Interplay of different pathways of NHEJ
Taken together the results presented here identify histone H1 as a putative component of an alternative pathway of NHEJ that operates as a backup to D-NHEJ. Previously published data provide biochemical and genetic evidence for an engagement of DNA ligase III and PARP-1 in this pathway of DSB repair (32,33). Thus, the repair module PARP-1/DNA ligase III/XRCC1 (PLX), hitherto regarded as central in SSB repair (68,69), is implicated in the repair of DSBs and as the results here suggest, it utilizes histone H1 as an alignment factor.

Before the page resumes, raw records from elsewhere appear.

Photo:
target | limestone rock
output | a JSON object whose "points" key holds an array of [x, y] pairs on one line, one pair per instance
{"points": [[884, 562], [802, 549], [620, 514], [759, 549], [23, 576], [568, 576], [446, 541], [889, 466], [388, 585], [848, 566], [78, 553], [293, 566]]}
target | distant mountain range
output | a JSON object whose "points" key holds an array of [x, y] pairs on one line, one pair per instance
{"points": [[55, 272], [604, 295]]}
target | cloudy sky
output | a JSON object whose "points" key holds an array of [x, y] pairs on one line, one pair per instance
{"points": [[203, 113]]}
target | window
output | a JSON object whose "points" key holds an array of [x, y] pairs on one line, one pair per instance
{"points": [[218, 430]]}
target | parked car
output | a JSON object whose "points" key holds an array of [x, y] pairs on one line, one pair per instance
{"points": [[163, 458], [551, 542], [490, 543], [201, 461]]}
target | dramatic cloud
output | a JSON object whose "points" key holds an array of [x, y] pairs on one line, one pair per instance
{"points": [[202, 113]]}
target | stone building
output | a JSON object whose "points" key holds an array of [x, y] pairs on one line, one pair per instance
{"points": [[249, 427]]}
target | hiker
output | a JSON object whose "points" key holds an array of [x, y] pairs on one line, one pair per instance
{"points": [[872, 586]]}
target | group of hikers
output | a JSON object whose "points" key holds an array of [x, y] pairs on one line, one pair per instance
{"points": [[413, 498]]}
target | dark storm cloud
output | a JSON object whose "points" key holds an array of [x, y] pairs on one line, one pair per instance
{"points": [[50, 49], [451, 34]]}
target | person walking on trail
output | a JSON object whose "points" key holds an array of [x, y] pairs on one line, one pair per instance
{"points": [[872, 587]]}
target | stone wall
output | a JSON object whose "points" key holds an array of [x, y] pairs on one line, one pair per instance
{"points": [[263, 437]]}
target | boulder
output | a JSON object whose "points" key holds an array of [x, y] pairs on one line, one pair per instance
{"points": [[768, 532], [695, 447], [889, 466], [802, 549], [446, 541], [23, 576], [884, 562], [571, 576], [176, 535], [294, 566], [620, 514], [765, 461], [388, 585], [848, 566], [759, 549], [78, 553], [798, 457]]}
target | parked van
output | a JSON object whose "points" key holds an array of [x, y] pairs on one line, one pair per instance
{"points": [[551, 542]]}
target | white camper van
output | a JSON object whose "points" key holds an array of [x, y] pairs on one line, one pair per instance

A model for the handling of DSBs by NHEJ is outlined in Figure 5D. When a DSB is induced in the DNA of a repair-proficient cell, the most likely scenario is that Ku will bind the ends replacing bound histone H1 and possibly also other components of chromatin to prepare for the recruitment of DNA-PKcs. DNA-PKcs-dependent phosphorylation events will regulate and coordinate the end-joining process and will culminate with the end ligation catalyzed by the LigIV/XRCC4/XLF complex. Activation of DNA-PKcs is expected to facilitate the removal of histone H1 from chromatin and thus to facilitate the productive functions of Ku at the DNA ends.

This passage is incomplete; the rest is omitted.